人間にはそれぞれ個性があります。OEの特性も個性と受け止め、子どもの考え方や感じ方を見つめてみてはいかがでしょうか。また、子どもの持つOEの性質が分かると、考え方や感じ方に対する対応や対策ができる場面も多くなるはずです。
周りから浮いてしまい辛い
突然みんなと違うことを始めてしまったり、自分の伝えたいことを一方的に話してしまったり。刺激や恐怖を感じるもの、嬉しいことや楽しいできごとに激しく反応し、周囲を驚かせてしまうことも珍しくありません。
変わっている、神経質という印象を持たれ、クラスやお友だちの中で浮いてしまったり、距離を置かれてしまったりして、親子で辛い思いをすることもあります。同じようにOEを持つ子どもやその親との交流は、子ども同士だけではなく親にとっても心強いものになります。
共感することの大切さ
親が戸惑うような子どもの行動や反応はOEの性質だと理解し、常に多くの感覚情報や刺激を受けている分、なるべくリラックスできる環境を作ってあげたいですね。例えば、考え事をしながらウロウロしていても、「座りなさい」と怒るより「なにか楽しいことを考えてるの?」「ワクワクすると落ち着かなくなるよね」とポジティブな声掛けを心がけます。
怖い映画を観て泣きじゃくる子どもへは、「ママもドキドキしちゃった」「ママとパパはいつでも傍にいるからね」と、子どもの気持ちを受け止める言葉をかけるようにしましょう。

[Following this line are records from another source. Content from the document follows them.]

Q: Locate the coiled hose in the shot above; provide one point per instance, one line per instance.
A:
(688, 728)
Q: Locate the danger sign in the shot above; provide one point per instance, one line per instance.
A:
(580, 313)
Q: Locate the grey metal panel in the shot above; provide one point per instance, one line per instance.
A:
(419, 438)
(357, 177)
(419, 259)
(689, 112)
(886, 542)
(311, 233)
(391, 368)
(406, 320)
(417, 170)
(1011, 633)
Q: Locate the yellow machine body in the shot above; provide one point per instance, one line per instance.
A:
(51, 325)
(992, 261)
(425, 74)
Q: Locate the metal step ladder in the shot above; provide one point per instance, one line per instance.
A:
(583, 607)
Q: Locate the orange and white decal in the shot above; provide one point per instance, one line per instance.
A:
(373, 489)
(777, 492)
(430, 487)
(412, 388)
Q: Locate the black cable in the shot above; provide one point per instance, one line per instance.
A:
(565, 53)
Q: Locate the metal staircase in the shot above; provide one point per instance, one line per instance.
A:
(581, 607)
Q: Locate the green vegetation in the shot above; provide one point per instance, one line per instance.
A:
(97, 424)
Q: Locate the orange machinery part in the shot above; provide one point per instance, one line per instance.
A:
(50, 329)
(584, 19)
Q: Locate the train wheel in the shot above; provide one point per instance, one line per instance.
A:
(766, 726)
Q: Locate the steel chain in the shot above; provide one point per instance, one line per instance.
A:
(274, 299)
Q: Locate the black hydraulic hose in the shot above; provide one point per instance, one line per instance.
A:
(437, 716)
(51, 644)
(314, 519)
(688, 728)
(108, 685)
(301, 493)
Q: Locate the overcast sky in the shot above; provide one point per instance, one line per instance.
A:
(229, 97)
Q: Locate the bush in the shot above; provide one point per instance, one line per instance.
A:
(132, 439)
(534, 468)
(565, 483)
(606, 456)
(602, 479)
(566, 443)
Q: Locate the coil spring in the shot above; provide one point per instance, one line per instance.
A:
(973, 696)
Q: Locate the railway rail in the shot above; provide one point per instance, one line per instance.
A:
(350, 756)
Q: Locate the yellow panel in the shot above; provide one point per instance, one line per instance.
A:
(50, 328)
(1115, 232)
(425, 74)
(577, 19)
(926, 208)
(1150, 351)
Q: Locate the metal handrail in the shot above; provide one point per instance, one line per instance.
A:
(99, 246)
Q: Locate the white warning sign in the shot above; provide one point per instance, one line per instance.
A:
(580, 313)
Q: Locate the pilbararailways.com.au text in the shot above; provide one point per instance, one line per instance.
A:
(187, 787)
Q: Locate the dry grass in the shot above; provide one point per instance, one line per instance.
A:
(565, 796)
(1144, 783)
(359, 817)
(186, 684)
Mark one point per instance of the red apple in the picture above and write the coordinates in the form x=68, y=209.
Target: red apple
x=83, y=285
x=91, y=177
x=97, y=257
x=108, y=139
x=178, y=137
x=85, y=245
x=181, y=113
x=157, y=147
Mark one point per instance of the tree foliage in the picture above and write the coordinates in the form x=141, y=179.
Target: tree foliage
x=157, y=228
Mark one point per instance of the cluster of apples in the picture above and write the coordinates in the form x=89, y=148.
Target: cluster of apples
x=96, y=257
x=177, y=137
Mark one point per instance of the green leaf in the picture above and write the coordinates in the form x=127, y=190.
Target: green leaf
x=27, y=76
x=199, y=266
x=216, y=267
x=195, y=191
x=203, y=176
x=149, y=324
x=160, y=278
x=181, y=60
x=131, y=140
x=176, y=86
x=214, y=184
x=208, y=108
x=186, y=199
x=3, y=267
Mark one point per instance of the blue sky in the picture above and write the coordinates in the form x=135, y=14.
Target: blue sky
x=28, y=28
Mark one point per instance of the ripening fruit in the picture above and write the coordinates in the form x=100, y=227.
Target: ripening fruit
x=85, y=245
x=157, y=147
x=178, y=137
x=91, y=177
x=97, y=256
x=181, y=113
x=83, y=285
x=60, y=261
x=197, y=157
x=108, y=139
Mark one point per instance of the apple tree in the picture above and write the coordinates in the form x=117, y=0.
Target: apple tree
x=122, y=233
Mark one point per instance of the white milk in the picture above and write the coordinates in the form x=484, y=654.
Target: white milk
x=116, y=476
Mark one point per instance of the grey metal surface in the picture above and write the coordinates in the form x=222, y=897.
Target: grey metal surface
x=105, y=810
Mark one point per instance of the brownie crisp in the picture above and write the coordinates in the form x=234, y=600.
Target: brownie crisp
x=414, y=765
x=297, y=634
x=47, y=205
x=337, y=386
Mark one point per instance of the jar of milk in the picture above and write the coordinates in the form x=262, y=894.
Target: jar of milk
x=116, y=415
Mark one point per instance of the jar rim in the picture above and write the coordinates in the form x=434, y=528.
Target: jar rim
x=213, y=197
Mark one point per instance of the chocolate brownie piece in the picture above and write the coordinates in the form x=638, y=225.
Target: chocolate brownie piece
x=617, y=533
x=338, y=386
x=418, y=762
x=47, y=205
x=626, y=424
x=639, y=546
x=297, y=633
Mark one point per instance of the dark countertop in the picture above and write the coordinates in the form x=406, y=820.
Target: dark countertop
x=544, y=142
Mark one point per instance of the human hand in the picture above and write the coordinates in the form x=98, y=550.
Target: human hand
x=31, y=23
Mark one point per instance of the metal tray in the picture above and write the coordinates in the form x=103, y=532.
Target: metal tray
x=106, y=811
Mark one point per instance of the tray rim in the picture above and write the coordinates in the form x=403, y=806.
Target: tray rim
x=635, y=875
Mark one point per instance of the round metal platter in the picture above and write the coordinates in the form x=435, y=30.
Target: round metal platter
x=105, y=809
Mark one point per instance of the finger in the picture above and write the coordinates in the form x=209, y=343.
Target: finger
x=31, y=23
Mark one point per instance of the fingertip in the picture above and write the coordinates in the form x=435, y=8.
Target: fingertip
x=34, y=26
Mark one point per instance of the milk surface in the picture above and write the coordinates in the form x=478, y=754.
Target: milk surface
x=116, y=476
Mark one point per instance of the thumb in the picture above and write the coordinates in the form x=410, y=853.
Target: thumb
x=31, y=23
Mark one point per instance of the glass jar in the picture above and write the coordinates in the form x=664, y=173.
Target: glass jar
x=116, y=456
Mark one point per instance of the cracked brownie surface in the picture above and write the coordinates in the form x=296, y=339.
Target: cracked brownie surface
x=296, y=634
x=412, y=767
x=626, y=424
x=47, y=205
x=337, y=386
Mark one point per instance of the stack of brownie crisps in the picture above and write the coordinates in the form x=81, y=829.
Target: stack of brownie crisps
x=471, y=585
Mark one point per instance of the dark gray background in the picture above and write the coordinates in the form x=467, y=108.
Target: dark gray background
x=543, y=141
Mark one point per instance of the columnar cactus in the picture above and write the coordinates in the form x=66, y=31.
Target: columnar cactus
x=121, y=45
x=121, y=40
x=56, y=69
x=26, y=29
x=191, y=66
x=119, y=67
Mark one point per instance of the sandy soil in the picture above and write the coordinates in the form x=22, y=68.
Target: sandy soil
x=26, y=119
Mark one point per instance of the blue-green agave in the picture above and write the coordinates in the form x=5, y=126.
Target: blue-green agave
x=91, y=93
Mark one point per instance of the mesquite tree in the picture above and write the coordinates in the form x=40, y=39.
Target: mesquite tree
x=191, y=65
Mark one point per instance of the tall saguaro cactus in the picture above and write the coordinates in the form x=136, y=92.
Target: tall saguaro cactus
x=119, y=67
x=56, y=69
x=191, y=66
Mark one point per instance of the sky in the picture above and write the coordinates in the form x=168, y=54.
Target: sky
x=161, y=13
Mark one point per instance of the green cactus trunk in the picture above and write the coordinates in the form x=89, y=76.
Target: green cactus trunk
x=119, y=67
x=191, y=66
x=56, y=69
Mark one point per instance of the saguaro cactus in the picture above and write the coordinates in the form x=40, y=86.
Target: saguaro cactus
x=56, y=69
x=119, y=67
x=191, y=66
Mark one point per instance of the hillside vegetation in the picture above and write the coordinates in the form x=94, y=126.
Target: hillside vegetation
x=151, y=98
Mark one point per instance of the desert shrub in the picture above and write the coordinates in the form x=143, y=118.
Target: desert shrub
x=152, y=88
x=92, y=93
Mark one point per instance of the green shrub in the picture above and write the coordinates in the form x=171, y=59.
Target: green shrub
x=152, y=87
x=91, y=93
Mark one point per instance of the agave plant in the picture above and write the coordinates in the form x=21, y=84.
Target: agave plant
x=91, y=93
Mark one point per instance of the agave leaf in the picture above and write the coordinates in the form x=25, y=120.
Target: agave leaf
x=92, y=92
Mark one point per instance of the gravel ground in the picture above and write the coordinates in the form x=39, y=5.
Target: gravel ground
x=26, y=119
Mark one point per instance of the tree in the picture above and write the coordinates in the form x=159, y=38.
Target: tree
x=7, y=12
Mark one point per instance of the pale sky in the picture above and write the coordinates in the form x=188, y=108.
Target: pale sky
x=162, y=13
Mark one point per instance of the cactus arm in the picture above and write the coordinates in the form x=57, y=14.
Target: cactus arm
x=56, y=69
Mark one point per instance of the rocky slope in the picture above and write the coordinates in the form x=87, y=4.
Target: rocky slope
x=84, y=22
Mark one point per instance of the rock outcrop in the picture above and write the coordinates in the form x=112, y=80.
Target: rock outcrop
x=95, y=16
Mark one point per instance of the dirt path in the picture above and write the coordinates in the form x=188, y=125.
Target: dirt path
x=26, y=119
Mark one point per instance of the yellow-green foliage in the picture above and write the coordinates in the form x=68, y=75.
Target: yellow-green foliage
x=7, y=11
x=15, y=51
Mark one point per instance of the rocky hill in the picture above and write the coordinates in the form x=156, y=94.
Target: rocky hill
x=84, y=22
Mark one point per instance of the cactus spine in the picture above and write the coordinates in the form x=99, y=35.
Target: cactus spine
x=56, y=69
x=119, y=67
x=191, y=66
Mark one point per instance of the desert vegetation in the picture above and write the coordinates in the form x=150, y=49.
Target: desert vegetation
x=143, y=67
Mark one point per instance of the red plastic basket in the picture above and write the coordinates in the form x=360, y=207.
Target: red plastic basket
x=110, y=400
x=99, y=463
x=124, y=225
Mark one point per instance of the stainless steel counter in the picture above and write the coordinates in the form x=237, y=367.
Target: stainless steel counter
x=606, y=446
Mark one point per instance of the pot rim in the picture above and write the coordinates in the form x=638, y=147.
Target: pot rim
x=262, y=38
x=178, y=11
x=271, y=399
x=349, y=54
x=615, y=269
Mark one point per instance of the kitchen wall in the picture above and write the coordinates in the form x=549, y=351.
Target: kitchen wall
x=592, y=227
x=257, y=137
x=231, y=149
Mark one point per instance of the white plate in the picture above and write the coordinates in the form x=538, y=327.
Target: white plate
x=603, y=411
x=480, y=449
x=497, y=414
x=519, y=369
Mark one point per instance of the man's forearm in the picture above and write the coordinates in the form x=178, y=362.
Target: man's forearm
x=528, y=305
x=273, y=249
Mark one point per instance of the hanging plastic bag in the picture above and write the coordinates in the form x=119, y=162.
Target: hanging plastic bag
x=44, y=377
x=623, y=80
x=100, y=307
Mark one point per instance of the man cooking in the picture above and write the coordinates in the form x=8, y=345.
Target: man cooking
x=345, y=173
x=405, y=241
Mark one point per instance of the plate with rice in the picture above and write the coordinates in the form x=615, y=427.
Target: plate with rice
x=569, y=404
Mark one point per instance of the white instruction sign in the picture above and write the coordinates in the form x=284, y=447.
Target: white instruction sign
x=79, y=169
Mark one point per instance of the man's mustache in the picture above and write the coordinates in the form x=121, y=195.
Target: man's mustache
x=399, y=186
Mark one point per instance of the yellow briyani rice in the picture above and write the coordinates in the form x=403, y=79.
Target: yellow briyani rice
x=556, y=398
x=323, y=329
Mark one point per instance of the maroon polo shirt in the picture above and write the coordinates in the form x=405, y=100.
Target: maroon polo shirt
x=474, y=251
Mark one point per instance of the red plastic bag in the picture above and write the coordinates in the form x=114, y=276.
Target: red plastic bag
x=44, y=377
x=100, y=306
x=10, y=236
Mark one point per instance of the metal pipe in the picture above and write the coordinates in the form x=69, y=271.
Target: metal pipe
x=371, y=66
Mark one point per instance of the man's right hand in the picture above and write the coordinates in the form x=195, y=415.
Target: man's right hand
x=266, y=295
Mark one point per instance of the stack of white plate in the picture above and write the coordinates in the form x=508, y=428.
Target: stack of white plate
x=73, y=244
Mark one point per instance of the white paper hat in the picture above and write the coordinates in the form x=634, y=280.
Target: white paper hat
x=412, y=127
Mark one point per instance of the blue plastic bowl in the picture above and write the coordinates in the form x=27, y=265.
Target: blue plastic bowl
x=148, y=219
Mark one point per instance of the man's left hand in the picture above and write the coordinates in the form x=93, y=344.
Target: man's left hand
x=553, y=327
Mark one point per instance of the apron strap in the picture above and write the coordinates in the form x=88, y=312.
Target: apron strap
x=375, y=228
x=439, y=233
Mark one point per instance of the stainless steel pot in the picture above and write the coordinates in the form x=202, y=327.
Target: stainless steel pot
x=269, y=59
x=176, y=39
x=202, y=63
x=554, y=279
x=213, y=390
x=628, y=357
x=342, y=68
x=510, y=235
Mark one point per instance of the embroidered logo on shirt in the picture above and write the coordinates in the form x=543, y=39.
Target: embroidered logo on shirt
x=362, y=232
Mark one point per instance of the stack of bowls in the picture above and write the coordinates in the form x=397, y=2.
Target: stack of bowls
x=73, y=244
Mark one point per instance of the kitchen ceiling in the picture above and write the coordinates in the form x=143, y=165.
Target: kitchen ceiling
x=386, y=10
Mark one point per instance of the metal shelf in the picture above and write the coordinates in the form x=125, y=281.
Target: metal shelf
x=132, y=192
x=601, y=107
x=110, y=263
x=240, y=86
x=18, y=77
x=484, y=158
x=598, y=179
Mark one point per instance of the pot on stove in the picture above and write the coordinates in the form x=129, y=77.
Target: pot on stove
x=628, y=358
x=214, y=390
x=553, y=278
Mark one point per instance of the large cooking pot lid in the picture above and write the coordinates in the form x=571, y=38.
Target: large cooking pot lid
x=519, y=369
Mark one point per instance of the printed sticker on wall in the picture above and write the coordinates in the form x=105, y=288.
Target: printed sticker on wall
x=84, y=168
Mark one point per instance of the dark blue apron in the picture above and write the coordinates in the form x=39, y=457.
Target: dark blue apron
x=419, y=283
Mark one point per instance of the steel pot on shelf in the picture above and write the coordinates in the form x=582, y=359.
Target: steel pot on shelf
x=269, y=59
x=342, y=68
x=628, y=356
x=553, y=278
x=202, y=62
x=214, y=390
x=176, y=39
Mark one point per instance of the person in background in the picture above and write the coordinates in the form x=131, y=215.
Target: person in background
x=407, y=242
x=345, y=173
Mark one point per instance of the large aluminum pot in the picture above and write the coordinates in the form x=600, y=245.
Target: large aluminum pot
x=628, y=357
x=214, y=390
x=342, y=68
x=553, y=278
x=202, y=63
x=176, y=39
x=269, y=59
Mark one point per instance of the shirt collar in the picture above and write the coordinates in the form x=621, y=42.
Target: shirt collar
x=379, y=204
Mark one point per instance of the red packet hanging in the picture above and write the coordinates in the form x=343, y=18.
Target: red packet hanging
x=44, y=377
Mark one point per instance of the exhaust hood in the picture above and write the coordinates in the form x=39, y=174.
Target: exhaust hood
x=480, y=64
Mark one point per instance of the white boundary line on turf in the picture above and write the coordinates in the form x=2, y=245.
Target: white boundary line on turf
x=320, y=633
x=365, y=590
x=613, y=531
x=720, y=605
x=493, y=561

親が子どもの考えや感じていることへの共感は、OEの子どもの安心感に繋がりとても大切です。
また、同じように高い知的能力や想像力、感性を持つ子どもと一緒に過ごすことで、「共感できる人がいる」「仲間がいる」と感じられ、自己否定や孤独感が減ります。OEの特性を持つ子どもにとって自分は一人じゃない、分かってくれる人がいると感じる体験は、自己肯定感やセルフイメージが高まる重要な時間となります。
OEの素晴らしい性質に目を向けよう
OEには、高い理解力や探求心の強さ、自由で独特な発想力など、多くの素晴らしい性質があります。それらの性質を発揮できる環境を与えることで、普通の人では思いつかないようなものを生み出す可能性があるのです。
OEの子どもは、いくつかの性質を併せ持ったり、ひとつの性質が強く出たりと様々です。自分の個性が理解され、知性や感性を伸ばす機会を得ることが、心の安定や充実した日々を過ごすために大切なことでしょう。